When the ultrasonic wave propagates in the liquid medium and the sound pressure reaches the threshold, tiny bubbles are formed inside the liquid. The bubbles expand, contract and collapse under the action of ultrasonic waves, and instantly produce local high temperature and high pressure, accompanied by strong shock waves and microjets, which destroy the cell structure of the sample, accelerate the release of the target components to the extraction solvent, and improve the extraction efficiency.
Ultrasonic waves strongly stir and vibrate the liquid medium to promote full contact between the extraction solvent and the sample, accelerate mass transfer, prevent sample particles from agglomerating, maintain dispersion, and further optimize the extraction effect.
During ultrasonic propagation, part of the sound energy is converted into heat energy due to the absorption of the medium, which increases the temperature of the system, accelerates the chemical reaction to a certain extent, and promotes the dissolution of the target components. However, too high temperature may destroy the heat-sensitive components, and precise temperature control is required.
It is widely used in the extraction of active components of Chinese medicinal materials, drug synthesis and analysis, which can not only increase the extraction rate, shorten the time and reduce the cost, but also prepare nano drug carriers and improve the solubility and bioavailability of drugs.
Extracting organic pollutants and heavy metal ions from soil and water samples has the characteristics of fast, efficient and accurate, and can also be used for wastewater treatment and soil remediation, destroying the structure of pollutants, promoting their degradation and removal.
High extraction efficiency, greatly shorten the production cycle; Low energy consumption, in line with the requirements of energy conservation and emission reduction; It has little damage to the sample and can retain the active ingredients and natural structure.
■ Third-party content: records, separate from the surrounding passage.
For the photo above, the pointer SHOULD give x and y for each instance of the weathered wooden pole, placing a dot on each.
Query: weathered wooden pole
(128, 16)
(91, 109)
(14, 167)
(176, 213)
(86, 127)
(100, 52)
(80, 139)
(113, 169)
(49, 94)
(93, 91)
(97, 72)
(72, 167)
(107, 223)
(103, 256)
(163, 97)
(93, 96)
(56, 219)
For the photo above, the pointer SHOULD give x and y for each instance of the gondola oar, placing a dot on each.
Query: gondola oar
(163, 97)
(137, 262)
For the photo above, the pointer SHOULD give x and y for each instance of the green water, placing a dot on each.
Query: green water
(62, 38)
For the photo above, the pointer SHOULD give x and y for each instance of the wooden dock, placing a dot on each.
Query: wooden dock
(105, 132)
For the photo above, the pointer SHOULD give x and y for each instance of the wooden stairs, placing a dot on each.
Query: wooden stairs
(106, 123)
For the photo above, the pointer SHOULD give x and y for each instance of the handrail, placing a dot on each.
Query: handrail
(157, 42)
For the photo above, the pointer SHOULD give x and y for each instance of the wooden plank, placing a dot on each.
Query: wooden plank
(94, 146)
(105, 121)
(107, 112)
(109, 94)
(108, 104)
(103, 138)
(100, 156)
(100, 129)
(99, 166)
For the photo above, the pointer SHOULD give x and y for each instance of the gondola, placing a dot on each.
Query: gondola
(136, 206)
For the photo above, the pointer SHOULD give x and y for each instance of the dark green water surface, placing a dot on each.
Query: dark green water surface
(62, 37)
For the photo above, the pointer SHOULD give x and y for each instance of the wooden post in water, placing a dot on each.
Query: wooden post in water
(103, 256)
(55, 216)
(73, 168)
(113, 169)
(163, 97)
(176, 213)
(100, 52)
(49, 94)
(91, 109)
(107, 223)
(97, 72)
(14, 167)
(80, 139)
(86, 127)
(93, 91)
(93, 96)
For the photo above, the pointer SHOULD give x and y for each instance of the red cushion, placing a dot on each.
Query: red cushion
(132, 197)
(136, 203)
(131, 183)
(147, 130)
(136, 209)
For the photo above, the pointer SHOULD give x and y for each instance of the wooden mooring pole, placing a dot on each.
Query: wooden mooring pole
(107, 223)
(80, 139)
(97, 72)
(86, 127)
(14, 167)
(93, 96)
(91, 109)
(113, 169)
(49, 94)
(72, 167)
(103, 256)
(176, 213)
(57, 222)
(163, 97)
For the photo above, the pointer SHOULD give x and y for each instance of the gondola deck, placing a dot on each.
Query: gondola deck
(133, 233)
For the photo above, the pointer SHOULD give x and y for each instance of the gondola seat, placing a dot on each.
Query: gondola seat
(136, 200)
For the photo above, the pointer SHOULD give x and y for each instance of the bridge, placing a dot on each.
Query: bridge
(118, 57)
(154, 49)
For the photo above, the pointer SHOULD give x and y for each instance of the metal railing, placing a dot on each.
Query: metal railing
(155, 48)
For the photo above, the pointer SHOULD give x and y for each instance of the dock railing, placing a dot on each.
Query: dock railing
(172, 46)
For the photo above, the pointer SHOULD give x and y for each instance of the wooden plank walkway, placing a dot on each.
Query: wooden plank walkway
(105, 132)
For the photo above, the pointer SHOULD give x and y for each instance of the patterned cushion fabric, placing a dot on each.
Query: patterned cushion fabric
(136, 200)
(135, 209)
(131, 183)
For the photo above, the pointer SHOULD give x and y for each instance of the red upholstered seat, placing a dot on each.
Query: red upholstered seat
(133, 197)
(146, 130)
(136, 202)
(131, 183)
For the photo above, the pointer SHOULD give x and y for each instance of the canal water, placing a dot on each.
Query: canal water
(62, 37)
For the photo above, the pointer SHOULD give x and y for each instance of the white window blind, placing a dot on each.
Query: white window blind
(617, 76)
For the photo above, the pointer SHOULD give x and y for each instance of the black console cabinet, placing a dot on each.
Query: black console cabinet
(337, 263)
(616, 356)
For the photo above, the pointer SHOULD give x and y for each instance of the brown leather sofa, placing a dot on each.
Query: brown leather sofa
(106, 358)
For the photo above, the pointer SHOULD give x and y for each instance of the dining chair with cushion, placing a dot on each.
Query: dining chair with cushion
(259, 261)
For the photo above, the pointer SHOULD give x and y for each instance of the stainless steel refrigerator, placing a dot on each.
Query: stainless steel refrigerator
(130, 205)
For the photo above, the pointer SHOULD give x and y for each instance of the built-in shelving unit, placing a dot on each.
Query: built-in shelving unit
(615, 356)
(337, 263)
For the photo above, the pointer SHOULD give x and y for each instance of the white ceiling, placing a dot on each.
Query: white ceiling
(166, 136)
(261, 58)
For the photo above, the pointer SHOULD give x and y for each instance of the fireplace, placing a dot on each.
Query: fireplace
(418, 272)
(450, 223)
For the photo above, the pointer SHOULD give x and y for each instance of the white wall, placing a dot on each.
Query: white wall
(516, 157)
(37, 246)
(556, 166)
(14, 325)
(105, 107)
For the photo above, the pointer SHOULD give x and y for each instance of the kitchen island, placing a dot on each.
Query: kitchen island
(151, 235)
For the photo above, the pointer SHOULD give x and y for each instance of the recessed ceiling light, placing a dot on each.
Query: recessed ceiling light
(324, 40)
Ultrasonic propagation is greatly affected by the characteristics of the medium, so the parameters need to be optimized for different samples and solvents. The high temperature and high pressure generated during the extraction process may destroy the heat-sensitive components and affect the quality of the product.
In the future, with the continuous progress of science and technology, sound processing and ultrasonic processing technology is expected to be applied in more fields. In the field of environmental science, for example, these technologies can be used for wastewater treatment and pollutant degradation; In the food industry, it can be used for food processing and preservation. At the same time, combined with artificial intelligence and machine learning technology, it is expected to achieve accurate control of ultrasonic processing and further expand its application range.